After we confirm that the societal biases indeed exist in VL models, we investigate how we can mitigate the biases. We propose two post-training methods for debiasing VL models: subspace-level transformation and neuron-level manipulation. Specifically, we propose to first identify specific neurons or subspaces of the model outputs that can respond to bias attributes, and then manipulate them to perform debiasing on models. The proposed methods do not require any training and only function during test time, which allows them to be readily applied to any off-the-shelf models without any modifications.

In our experiments, we evaluate the model fairness scores on the FairFace dataset [8], which consists of people’s faces of balanced race, gender, and age. Experimental results on two representative VL models, namely CLIP [1] and FIBER [9], demonstrate that societal biases exist in these models, with gender bias more severe than racial bias. We then evaluate the effectiveness of our debiasing methods in terms of fairness on FairFace on accuracy on the COCO retrieval dataset [10]. The results show that we can successfully reduce the model biases while maintaining competitive model retrieval performance. Furthermore, we analyze if we can apply our models on StyleCLIP [11], which can manipulate images using a driving text based on the text-image similarity scores obtained by CLIP. We find that we can reverse the gender information and reduce the gender bias issues in StyleCLIP by manipulating the gender neurons of CLIP, indicating the potential of our proposed methods.
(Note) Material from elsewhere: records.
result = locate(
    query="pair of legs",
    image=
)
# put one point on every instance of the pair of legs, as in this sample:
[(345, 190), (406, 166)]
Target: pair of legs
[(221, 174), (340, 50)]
In this section, we overview three lines of related work.

Bias in Language Models

Works on bias in language models can be broadly divided into three sources: language representations, language understanding, and language generation. For language representations, researchers mainly focus on measuring and mitigating biases in text embedding spaces, including word [12, 13, 14, 15] and sentence embeddings [16, 17, 18]. For language understanding, existing works mostly apply bias detection and mitigation methods to some natural language understanding (NLU) tasks, such as hate speech detection [19, 20], relation extraction [21], sentiment analysis [22], and commonsense inference [23]. There are also work on addressing some bias amplification issues [3, 24]. For language generation, existing approaches mainly lie in identifying and reducing biases in the generated text of machine translation [25, 26] and dialogue generation [27, 28], as well as other natural language generation (NLG) tasks [29, 30]. Although recent works have made great progress in debiasing language models, they are still limited to the text modality.

Bias in Vision Models

Bias in vision models mainly comes from visual recognition and image generation. Recent works [31] study the origins and prevalence of texture bias in ImageNet-trained CNNs, indicating that vision models prefer to classify images by shape rather than texture. In visual recognition, Wang et al. [32] design a simple yet effective visual recognition benchmark for studying bias mitigation, and provide a comprehensive analysis of bias mitigation techniques in visual recognition models. More recently, Chen et al. [33] focus on understanding and mitigating annotation bias in facial expression recognition and analyze systematic biases in the human annotations of public datasets. In image generation, Katja et al. [34] study on the frequency bias of generative models and provide a thorough analysis of existing explanations for systematic artifacts in the spectral statistics of generated images.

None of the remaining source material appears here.